W wyniku zawalenia się dachu nocnego klubu Jet Set w Santo Domingo zginęło co najmniej 124 osoby, a setki zostały ranne. Pomieszczenie było pełne, gdy doszło do zawalenia, a betonowe płyty zabiły wielu. Wśród ofiar był także znany wykonawca merengue Rubby Perez.
Ratownicy kontynuują prace poszukiwawczo-ratunkowe i już wydobyli 145 osób żywych. Ponad 20 osób znajduje się w szpitalach, z czego osiem w stanie krytycznym.
Prokurator Rosalba Ramos stwierdziła, że władze obecnie koncentrują się na poszukiwaniu tych, którzy przeżyli. Przy klubie urządzono improwizowaną kostnicę, a ponad 120 osób ustawiło się w kolejce, aby oddać krew.

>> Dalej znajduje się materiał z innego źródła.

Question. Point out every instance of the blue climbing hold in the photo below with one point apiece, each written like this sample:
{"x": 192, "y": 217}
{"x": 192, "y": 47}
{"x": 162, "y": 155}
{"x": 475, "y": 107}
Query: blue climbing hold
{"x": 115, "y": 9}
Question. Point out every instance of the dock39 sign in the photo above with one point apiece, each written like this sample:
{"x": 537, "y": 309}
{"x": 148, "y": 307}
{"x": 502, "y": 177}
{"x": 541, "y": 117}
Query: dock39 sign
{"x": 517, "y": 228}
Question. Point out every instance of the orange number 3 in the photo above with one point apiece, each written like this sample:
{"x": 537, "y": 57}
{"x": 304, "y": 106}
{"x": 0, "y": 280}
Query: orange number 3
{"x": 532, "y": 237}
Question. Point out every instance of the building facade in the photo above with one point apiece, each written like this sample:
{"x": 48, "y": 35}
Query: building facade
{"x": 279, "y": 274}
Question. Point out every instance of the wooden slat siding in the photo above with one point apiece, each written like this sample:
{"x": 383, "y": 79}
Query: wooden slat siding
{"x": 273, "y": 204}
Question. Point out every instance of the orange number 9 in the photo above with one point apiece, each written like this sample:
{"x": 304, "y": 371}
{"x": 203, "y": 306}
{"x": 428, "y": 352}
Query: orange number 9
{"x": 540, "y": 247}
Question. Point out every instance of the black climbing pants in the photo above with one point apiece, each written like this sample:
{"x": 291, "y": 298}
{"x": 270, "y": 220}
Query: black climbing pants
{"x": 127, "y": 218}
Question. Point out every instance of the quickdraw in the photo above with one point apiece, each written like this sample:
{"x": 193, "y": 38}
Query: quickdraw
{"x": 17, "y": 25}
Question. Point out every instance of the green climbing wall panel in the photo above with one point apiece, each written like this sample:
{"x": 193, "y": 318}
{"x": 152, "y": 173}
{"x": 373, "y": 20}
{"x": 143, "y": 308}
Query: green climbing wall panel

W Północnej Macedonii również doszło do pożaru w nocnym klubie Pulse, w wyniku którego zmarło 59 osób. Tragedia miała miejsce podczas występu hip-hopowego duetu ADN, a prawdopodobną przyczyną pożaru było użycie materiałów pirotechnicznych. Ponad 150 osób zostało rannych i przebywa w szpitalach. Aresztowano 10 osób, w tym urzędników, którzy wydali klubowi licencję.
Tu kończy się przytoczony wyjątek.